Skip to content

Compatibility with Arrays

Compatibility with Arrays

Compatibility with other Dataframes.

This module provides compatibility with other dataframe libraries that:

  1. Have a notion of Series
  2. The Series implements the array protocal, which means it can be translated to NumPy array via .array() method.

Since most dataframe libraries can turn their Series into NumPy (or vice versa) with 0 copy, this compatibility layer has very little overhead. The only constraint is that the dataframe must be eager, in the sense that data is already loaded in memory. The reason for this is that the notion of a Series doesn't really exist in the lazy world, and lazy columns cannot be turned to NumPy arrays.

When using this compatibility, the output is always a Polars Series. This is because the output type could be Polars struct/list Series, which are Polars-specific types.
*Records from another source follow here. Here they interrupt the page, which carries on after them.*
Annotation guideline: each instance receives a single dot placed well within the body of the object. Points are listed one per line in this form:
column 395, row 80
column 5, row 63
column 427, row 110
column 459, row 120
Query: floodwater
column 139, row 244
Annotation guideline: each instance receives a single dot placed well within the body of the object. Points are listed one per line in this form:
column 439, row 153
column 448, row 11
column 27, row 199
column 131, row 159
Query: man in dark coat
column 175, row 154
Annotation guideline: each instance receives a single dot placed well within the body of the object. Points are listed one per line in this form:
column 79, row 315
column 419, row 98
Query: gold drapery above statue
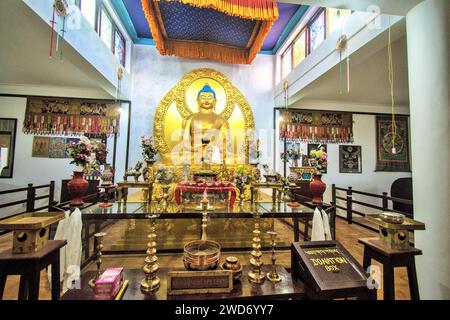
column 264, row 12
column 203, row 100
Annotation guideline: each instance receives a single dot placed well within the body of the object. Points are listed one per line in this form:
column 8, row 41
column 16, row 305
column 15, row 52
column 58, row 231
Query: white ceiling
column 24, row 54
column 396, row 7
column 368, row 75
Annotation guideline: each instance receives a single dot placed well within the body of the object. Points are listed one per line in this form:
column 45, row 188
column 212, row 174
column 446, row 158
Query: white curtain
column 321, row 226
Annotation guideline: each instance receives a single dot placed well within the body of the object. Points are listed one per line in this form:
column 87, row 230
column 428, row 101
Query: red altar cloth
column 210, row 187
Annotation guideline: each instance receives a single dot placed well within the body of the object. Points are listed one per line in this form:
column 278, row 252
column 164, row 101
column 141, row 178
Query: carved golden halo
column 177, row 93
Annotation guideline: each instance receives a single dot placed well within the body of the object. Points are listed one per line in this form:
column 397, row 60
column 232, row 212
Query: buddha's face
column 206, row 101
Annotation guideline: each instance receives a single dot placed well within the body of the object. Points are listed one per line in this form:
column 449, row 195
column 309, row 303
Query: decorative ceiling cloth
column 317, row 126
column 230, row 31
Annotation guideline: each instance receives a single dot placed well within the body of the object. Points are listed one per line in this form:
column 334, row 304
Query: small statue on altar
column 206, row 125
column 256, row 175
column 186, row 171
column 224, row 173
column 136, row 172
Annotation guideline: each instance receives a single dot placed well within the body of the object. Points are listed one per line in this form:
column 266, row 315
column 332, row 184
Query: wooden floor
column 347, row 234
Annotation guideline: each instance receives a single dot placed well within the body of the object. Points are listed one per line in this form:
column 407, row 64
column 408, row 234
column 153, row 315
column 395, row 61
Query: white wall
column 154, row 75
column 369, row 180
column 26, row 168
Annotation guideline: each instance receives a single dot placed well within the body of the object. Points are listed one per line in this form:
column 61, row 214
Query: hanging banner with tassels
column 317, row 126
column 70, row 117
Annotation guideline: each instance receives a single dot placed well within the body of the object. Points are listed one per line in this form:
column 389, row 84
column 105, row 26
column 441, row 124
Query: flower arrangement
column 101, row 152
column 149, row 150
column 82, row 154
column 254, row 151
column 292, row 155
column 242, row 177
column 319, row 159
column 164, row 175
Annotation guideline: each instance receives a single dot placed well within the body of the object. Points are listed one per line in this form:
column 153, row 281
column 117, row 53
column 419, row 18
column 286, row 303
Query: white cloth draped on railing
column 320, row 226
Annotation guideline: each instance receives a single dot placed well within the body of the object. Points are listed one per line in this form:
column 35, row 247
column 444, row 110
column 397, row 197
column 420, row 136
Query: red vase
column 317, row 188
column 77, row 187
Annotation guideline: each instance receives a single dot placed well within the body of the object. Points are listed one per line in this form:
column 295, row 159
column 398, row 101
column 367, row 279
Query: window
column 317, row 31
column 299, row 49
column 106, row 29
column 336, row 19
column 119, row 47
column 286, row 63
column 100, row 19
column 89, row 10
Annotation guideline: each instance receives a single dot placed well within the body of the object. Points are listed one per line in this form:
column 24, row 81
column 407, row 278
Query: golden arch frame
column 177, row 93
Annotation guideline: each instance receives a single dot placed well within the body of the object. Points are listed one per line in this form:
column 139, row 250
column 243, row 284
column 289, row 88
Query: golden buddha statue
column 205, row 133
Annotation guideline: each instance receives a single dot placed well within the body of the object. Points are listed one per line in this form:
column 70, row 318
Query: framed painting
column 70, row 142
column 8, row 129
column 392, row 145
column 350, row 159
column 57, row 148
column 316, row 146
column 40, row 147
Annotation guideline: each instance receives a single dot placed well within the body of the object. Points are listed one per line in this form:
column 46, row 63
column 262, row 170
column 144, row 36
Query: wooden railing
column 349, row 201
column 31, row 198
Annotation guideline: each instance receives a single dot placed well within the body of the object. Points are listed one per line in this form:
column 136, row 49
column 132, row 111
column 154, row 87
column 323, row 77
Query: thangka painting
column 316, row 146
column 69, row 142
column 316, row 126
column 392, row 149
column 350, row 160
column 70, row 117
column 7, row 146
column 57, row 148
column 40, row 147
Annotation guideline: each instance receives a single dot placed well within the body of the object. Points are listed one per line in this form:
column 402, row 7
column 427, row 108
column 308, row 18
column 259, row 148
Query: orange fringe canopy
column 265, row 12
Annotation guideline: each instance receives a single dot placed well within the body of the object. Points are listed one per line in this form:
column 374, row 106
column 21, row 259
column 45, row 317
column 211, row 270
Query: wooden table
column 122, row 189
column 390, row 258
column 329, row 271
column 286, row 289
column 29, row 266
column 277, row 188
It is up to the user what to do with the output.

For example, in order to use PDS with Pandas dataframe, say df:pd.DataFrame, one needs to write

from polars_ds.compat import compat as pds2

Output is a Polars Series.

pds2.query_roc_auc(df_pd["actual"], df_pd["predicted"])

For more advanced queries

pds2.lin_reg( df_pd["x1"], df_pd["x2"], df_pd["x3"] target = df_pd["y"], return_pred = True )